Яков Виллимович Брюс, президент Берг-коллегии, не решился дать ему просимое право, хотя был человеком не робкого десятка, и переотправил депешу Татищева в канцелярию. Поступил он так неспроста: Еварлаков был не только искусным мастером и хорошей породы человеком; он очутился на Урале потому, что был схвачен по делу царевича Алексея; государь дважды самолично его допрашивал; за этого-то человека, зная об нем всё, и радел Василий Татищев. (Впрочем, он осмеливался и на более дерзкие выходки — хулил Священное Писание едва ли не при черни, за что был стукнут государем палкою: "Что между нами допустимо, то ко всеобщему посмеянию допустить нельзя, не готовы еще люди к смеху, их покуда надобно политесу и грамоте научить!")

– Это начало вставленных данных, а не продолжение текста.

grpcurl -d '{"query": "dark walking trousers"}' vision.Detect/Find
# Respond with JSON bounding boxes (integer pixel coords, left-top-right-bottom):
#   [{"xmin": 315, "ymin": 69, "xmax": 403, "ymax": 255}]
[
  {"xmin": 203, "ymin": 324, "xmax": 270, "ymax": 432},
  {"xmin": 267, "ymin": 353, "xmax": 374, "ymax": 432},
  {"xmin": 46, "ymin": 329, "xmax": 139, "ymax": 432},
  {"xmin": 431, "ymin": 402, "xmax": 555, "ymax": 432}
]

Петр — после казни сына — порою впадал в черную меланхолию, затворялся в своем кабинете, никого не пускал к себе; мучили кошмары; виделась тонкая шея сына; острый кадык; руки, в которых еще таилась беззаботность детства. Сердце Петра останавливалось, дышать делалось трудно, ком застревал где-то под языком, лицо сводило продольною гримасой. (Впервые судорога случилась с ним, когда стрелец в церкви замахнулся длинным, в арабских разводьях, кинжалом; пустил бы кровь из шеи, зарезал бы весело, пьяно, безжалостно, не случись тогда чуда; а мальчик-то молился ведь тогда, при алтаре, подле маменьки.)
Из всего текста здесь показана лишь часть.